Top 5 takeaways from St. Mary's onsite
Hi! I just got back from St. Mary's University in London, England, having spent the past 10 days or so for my final summer onsite of my distance Masters of Science in Strength and Conditioning. Every year, this is the week I look forward to most, even though it is has year end exams, or presentations. It's bittersweet to have defended my research and be done my masters, however, I came away with some important ideas, and takeaways, that I thought I could share.
1. Some of the best discussions and information sharing happen away from the lecture hall
Dan John, Dan Baker, and Steve Magness are all visiting lecturers of the program, and each summer come onsite to present their most recent thoughts, topics to us. However, I find that there's incredible value that they provide in the discussions after the lectures. Each night they would head to the 'Alexander Pope', a local pub, and continue their talk, and share more off the cuff material that makes you think, shapes you as a coach. I'm thankful for these gentlemen, along with professors like Dan Cleather and Stephen Patterson who would come and interact, and share their thoughts.
2. Reaching the top doesn't happen over night.
One of the questions I asked the Dan's over some drinks was where they were at my age (30ish), to get some context on the path they took to where they are now. To some people's surprise, they weren't the best, most recognized at that age. It took them years/decades to reach the point where they are now.
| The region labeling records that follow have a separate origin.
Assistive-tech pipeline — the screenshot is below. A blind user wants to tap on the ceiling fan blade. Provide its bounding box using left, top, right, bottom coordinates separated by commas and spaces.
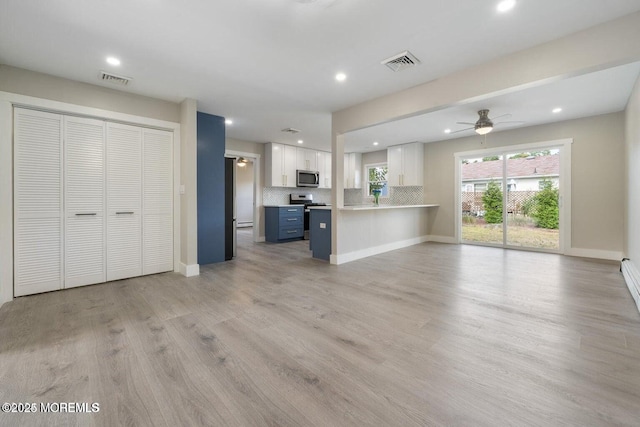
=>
493, 120, 526, 126
491, 113, 513, 121
449, 127, 474, 135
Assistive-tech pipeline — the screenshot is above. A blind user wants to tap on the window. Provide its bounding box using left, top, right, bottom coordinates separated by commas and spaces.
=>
365, 163, 389, 197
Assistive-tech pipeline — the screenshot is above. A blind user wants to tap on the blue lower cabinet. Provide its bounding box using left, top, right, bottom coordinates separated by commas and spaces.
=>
264, 206, 304, 243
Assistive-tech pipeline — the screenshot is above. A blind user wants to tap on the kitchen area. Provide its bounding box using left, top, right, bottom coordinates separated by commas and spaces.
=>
262, 143, 438, 263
For Dan John, it wasn't until 2010 where he finally 'made it'. He just worked his butt off, helped people, put out great content for years, and eventually it paid off. It's a good reminder that you can't expect quick results, but when you look back, you'll be surprised at what you accomplished. I'm fortunate to be where I am now, however I know that I need to continue to work like I'm a nobody to take that next step forward.
3. It's not just the big names who have big ideas
Despite their being big names on campus, I most enjoyed the conversations with my fellow students. We have an absolutely top notch group of coaches on this program, and it showed with the discussions we had each day. We shared ideas, strategies, frustrations, and professionally debated the merits of what we do compared to what someone else might be doing. If anything else, the best takeaway is just being open to other point of views. You never know when you'll have your light bulb moment.
4. Re-learning stuff is as important as learning material for the first time
Despite having seen most of the talks several times before, I sat in on 'old lectures'. I see tremendous value in doing this, since every time I do it, I pick up a new nuggett, or tidbit of information. Despite having seen Dan Bakers Maximal Aerobic Speed (MAS) talk, I picked up a simple variation for implementing MAS with court sport athletes - simply just increase the changes of directions [remember to take off a sec for each one!]. You'd think that would be intuitive, but sometimes you need the pro to show the way.
5. Defending your research is fun!
The primary objective of going over this year was to present my poster for my research [another post, another time], and to defend it to my supervisors. I was a bit nervous, but was looking forward to it. The viva [English academic term for oral exam], was less intense then I thought, and quite an enlightening experience. A previous intern of mine, James Young, always remarked, that if you can't have a conversation about a topic, then you really don't know it. I think this is spot on, and often at the undergrad level, we just memorize and regurgitate information, but don't 'own it'. The viva forced me to take a deep dive into what my research was, what it meant, how it related to the body of research, and went down a philosophical rabbit hole. I left knowing more about the area then when I came in. It was a great experience, and I'm thankful for the quality of supervisors for drawing out my knowledge in the area that I couldn't initially find.
6. Bonus: winning #science is fun!
Humble brag moment. If you didn't know, I ended up taking some hardware home from my trip. My research topic titled "The effects of 5% difference in intensity on strength gains in collegiate football players" won the prize for top research project among my cohorts. I've never won an academic award like this, so it was humbling, considering other topics that I learned about from my classmates. My main takeaway from this was that if you just focus on the process, and try to add something of value, and in the end, help people, you'll position yourself for success. It wasn't my intention to win the award. Instead, I only wanted to find better ways to train my athletes, and add to the field of strength & conditioning, that I love so much.
Thanks for taking the time to read this. I wish I could go back to this every year. If you have a thirst for knowledge and want to become a better coach, the easy answer is to enroll at St. Mary's for their distance based program in strength and conditioning.